The border public security force, supported by other relevant departments, has cracked down hard on crimes, such as illegal border crossing, drug trafficking and smuggling, and carried out campaigns to combat organized criminal gangs and suppress evil forces in border and coastal areas. Since 2007 it has arrested 4,400 illegal border crossers, seized 3,806 kg of drugs, seized smuggled goods worth RMB620 million, cracked 19,205 criminal cases and handled 60,063 violations of public security.

Pursuant to relevant provisions of the Ministry of Public Security, the marine police force has established and strengthened maritime law-enforcement agencies, augmented its law-enforcement personnel, refined its law-enforcement regulations, and improved its ships and equipment. It has cracked 41 maritime criminal cases, carried out 115 maritime rescue and salvage operations, and saved 238 people in distress.


Source:
Information Office of the State Council of the People's Republic of China







China








IX. National Defense Reserve Buildup










China firmly relies on the people for national defense, and seeks to strengthen the buildup of the national defense reserve in compliance with the requirement of being able to deal with both emergencies and wars.

Reserve Force Buildup
With active servicemen as its backbone and reserve officers and men as its foundation, the reserve force is an armed force formed in line with the unified structure and organization of the PLA. It is under the dual leadership of the PLA and local Party committees and governments.

The reserve force was founded in 1983. In August 1986 it formally became a part of the PLA. In May 1995 the NPC Standing Committee adopted the Law of the People's Republic of China on Reserve Officers. In April 1996 the CMC began to confer military ranks on reserve officers. The Law of the People's Republic of China on National Defense promulgated in March 1997 explicitly stipulates that China's armed forces consist of the active-duty force and the reserve force of the PLA, the People's Armed Police Force and the militia.
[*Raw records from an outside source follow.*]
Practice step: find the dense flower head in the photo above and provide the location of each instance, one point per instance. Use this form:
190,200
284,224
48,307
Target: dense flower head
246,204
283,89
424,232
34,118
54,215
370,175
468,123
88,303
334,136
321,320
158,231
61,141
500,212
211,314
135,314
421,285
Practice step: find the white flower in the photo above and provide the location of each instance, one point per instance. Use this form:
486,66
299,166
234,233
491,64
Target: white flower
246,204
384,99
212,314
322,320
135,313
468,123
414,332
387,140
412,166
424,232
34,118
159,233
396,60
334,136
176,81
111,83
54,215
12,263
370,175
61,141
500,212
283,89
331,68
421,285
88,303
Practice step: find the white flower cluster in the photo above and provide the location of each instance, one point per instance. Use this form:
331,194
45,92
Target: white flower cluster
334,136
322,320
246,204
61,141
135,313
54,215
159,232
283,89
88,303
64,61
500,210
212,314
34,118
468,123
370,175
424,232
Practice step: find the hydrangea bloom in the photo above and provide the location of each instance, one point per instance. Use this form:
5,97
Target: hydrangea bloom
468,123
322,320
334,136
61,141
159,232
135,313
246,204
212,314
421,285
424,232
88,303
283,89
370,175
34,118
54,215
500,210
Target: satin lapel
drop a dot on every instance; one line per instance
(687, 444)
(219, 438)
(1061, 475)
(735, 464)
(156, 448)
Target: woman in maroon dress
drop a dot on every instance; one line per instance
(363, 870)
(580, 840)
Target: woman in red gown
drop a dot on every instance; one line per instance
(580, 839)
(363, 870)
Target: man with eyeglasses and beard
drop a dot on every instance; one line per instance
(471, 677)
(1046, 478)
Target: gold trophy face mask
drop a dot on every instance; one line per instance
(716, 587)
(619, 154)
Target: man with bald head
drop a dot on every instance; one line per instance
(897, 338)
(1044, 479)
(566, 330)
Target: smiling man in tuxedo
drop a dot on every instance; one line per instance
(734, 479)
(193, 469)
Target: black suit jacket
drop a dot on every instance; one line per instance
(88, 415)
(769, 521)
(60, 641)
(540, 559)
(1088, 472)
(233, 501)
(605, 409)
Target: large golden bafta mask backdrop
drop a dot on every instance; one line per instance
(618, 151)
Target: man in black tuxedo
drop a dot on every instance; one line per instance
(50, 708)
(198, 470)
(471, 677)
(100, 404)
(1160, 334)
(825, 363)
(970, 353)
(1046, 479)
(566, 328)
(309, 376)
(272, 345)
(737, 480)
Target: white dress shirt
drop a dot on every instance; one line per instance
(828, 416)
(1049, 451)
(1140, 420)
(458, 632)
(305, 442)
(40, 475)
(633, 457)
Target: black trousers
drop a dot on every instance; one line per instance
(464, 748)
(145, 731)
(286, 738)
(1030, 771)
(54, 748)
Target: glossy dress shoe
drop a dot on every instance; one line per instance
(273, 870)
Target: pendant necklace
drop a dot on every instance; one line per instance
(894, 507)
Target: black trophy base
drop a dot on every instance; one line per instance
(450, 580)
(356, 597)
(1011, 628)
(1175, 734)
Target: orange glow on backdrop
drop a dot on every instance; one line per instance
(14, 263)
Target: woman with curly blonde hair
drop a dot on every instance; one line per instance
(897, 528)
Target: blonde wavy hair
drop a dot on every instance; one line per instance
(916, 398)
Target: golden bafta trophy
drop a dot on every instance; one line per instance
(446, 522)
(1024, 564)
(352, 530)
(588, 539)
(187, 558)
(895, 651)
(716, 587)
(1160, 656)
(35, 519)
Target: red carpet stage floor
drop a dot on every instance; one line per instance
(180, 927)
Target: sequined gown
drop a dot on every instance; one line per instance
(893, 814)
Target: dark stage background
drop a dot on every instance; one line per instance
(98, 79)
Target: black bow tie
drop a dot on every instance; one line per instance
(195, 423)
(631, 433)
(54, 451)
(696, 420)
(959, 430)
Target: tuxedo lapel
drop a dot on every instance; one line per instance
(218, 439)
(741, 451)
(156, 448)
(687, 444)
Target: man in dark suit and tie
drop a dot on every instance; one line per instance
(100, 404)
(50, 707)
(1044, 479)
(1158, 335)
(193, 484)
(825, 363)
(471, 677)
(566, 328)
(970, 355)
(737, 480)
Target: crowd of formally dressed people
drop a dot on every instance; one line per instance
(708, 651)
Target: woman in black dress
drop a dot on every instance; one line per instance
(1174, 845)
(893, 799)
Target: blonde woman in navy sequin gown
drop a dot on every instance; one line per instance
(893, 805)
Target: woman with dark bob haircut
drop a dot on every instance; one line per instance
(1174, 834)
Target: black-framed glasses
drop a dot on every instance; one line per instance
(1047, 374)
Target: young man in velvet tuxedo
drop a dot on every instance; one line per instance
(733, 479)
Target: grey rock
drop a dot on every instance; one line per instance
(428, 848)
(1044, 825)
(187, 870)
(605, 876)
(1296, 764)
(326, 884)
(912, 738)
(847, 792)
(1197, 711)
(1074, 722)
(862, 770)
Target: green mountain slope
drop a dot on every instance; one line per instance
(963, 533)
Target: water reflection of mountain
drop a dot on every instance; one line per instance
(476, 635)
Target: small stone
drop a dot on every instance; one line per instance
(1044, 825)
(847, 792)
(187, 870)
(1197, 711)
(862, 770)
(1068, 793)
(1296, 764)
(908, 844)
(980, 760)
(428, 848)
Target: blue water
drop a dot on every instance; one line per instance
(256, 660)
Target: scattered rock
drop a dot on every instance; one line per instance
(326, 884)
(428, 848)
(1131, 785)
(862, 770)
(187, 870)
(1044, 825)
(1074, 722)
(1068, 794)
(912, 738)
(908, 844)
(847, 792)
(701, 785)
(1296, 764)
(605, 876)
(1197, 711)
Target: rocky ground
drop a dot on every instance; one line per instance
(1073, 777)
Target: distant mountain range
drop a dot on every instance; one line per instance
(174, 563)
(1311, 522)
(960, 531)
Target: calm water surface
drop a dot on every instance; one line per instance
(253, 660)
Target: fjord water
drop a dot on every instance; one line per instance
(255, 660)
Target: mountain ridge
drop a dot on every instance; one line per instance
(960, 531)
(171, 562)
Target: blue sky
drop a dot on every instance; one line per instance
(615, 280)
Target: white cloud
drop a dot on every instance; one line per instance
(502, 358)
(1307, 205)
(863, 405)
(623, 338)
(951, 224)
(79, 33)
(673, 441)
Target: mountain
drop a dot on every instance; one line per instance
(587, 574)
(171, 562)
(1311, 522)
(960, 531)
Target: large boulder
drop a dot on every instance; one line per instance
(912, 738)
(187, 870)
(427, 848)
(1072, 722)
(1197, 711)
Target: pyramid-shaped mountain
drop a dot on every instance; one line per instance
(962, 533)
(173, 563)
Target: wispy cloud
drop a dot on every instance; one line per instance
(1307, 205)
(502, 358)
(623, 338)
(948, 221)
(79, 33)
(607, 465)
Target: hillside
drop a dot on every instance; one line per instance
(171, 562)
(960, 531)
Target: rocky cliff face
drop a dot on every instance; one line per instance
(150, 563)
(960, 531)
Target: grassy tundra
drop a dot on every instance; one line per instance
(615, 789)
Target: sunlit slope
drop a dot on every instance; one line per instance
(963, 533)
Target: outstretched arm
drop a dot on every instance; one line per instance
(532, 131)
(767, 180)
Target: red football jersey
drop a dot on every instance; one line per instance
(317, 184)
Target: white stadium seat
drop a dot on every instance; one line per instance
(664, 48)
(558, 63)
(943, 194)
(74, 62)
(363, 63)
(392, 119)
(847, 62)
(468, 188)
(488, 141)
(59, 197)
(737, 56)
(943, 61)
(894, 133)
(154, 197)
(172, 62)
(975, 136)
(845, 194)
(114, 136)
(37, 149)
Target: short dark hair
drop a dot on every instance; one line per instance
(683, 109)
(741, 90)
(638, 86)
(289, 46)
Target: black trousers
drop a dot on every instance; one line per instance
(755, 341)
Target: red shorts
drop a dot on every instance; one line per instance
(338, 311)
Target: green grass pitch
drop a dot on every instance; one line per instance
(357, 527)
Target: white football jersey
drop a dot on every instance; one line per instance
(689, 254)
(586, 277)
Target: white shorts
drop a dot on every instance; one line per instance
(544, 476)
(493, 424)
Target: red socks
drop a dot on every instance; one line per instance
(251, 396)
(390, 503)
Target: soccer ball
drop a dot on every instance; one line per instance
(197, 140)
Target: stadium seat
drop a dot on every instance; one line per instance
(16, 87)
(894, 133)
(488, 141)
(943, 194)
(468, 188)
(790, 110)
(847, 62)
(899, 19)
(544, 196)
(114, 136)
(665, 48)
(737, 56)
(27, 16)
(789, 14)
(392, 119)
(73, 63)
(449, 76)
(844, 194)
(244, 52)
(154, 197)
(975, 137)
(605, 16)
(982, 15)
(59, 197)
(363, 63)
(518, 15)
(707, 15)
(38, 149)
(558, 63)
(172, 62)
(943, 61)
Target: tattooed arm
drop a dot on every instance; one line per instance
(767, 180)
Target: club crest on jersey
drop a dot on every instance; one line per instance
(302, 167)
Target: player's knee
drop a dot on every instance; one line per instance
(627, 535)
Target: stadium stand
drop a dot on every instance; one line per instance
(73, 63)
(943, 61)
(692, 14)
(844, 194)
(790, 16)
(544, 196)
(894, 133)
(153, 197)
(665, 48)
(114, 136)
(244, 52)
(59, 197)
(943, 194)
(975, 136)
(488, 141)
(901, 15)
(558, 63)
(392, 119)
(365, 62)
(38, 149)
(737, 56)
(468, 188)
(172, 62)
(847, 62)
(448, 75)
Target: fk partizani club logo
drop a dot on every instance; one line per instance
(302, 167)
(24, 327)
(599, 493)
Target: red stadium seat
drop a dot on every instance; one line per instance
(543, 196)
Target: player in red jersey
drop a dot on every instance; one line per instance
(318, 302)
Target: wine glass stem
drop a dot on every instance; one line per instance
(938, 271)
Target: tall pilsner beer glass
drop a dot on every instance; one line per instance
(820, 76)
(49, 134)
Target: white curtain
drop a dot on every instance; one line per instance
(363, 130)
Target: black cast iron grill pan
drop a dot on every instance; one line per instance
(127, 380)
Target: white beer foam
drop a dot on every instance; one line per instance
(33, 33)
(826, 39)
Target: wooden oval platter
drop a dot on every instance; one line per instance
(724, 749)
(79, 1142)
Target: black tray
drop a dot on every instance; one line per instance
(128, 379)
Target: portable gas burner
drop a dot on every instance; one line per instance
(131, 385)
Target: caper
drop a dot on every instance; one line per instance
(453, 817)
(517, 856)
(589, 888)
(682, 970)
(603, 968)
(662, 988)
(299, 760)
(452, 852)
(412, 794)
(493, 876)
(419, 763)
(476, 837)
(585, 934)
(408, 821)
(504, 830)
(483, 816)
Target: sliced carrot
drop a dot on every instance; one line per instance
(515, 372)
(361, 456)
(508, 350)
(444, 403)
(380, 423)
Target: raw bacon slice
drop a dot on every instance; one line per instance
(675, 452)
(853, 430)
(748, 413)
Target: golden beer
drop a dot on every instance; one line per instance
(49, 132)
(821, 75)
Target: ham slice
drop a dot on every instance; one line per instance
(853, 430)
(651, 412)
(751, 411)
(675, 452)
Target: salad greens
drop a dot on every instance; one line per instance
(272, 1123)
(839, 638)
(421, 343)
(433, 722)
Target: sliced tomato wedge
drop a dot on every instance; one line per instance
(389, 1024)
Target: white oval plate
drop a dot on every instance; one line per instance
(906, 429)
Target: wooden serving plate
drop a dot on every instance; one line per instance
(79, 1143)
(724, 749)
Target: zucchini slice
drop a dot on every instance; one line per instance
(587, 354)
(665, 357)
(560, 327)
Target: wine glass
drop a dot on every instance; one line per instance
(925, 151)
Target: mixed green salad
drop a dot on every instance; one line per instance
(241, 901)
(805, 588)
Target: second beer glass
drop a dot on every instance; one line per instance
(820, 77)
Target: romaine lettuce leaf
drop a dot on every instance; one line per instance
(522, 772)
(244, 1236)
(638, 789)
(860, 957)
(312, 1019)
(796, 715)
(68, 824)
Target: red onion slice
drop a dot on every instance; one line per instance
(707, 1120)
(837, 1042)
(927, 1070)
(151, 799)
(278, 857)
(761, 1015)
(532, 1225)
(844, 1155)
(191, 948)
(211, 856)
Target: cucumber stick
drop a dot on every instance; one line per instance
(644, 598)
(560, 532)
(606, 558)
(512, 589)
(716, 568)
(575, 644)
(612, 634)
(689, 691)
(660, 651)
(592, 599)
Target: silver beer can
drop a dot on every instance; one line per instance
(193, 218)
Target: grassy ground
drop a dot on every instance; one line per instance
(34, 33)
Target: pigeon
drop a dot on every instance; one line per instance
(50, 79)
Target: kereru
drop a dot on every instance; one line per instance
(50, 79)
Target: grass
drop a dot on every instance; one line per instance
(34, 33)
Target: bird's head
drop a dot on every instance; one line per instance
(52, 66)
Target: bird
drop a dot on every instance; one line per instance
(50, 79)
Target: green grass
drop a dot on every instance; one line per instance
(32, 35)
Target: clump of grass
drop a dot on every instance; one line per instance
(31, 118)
After 25 years of buildup and development, the reserve force has become an important component of the national defense reserve. It is made up of the Army Reserve, Navy Reserve, Air Force Reserve and the Second Artillery Force Reserve. The Army Reserve breaks down into infantry, artillery, antiaircraft artillery, antitank artillery, tank, engineering, chemical defense, signals, coastal defense and other specialized forces. The Navy Reserve is mainly composed of reconnaissance, mine-sweeping and mine-laying, radar observation and communications and other specialized forces. The Air Force Reserve mainly comprises ground-to-air missile, radar and other specialized forces. The Second Artillery Force Reserve mainly consists of the specialized missile support force and special equipment maintenance force.

In line with the unified structure and organization of the PLA, the reserve force has reserve divisions, brigades and regiments, and corresponding leading organs. Reserve units are organized mainly on a regional basis. Divisions are set up in provinces and brigades (regiments) in prefectures (autonomous prefectures or prefecture-level cities). A division (brigade) can be set up in a region covering more than one prefecture (autonomous prefecture or prefecture-level city), and a regiment in a region covering more than one county (county-level city or district).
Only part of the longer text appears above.